Intersections of special cycles on Shimura curves and Siegel Maass forms

TL;DR

This paper establishes a connection between intersection counts of geodesics on Shimura curves and Siegel modular forms, generalizing previous counting results through advanced theta lift techniques.

Contribution

It introduces a novel geometric interpretation of Fourier coefficients of Siegel Maass forms via intersections on Shimura curves and extends counting formulas using the Siegel-Weil formula.

Findings

Generating series of geodesic intersections form non-holomorphic Siegel modular forms.

Fourier-Taylor expansion of genus two theta lifts expressed with generalized Whittaker functions.

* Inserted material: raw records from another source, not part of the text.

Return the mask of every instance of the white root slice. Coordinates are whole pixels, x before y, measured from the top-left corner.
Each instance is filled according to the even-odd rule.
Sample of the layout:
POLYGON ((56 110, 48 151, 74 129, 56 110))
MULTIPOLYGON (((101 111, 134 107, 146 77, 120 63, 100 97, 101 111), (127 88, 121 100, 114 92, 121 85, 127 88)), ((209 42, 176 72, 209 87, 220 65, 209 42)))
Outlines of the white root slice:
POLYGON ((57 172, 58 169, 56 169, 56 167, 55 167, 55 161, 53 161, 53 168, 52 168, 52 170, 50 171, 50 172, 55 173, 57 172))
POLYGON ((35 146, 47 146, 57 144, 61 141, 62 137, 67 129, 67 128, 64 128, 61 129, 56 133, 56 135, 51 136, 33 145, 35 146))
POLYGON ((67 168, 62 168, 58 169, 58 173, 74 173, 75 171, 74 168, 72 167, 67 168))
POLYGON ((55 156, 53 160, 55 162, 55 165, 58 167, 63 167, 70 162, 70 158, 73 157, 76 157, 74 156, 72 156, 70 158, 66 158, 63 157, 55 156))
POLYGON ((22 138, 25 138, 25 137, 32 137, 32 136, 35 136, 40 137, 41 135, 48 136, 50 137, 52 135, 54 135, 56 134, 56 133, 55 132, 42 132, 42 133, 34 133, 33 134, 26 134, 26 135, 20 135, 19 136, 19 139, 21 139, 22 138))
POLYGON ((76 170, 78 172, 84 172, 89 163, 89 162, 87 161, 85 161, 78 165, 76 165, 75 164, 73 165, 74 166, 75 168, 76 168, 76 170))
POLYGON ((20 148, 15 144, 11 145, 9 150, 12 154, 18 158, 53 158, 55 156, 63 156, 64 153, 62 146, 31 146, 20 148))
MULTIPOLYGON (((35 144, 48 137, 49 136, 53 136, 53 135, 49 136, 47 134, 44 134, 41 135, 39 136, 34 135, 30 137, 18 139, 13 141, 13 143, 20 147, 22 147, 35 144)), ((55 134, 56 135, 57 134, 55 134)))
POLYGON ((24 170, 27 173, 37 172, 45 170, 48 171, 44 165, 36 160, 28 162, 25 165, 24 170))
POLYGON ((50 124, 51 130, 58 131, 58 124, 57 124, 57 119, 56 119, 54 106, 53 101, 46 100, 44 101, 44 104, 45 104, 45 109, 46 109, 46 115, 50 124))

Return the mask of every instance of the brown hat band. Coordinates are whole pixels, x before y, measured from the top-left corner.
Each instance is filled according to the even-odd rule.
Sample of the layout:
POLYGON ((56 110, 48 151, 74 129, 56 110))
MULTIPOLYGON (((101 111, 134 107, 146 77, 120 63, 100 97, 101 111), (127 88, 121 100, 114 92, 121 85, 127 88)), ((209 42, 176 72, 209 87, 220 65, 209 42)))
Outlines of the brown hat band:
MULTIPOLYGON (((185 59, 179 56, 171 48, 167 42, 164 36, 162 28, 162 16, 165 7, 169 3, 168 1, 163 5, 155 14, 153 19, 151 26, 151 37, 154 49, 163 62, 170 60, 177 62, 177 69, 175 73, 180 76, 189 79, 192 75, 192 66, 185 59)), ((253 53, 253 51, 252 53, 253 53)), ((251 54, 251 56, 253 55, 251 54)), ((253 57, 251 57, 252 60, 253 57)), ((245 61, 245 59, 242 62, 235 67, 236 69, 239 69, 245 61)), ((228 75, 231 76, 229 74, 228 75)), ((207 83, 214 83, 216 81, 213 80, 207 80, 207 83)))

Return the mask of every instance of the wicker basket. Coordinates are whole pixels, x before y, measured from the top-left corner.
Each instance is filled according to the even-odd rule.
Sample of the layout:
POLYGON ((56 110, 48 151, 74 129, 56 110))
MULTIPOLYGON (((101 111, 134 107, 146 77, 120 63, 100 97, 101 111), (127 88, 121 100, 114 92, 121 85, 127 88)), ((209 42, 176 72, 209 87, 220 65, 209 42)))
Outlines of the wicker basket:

Geometric interpretation of Fourier coefficients as averages over special cycles.

Abstract

We show that the generating series of the number of pairs of geodesics on a compact Shimura curve with given discriminants and intersection angle are coefficients of a non-holomorphic Siegel modular form, a theta lift of the constant function. This retrieves and generalizes counting results of Rickards via the Siegel-Weil formula. More generally, we study the genus two theta lift of Maass forms on this Shimura curve and prove a Fourier-Taylor expansion in terms of some generalized Whittaker functions. We also provide a geometric interpretation of all Fourier coefficients of these theta lifts in terms of averages of geodesic Taylor coefficients over special cycles.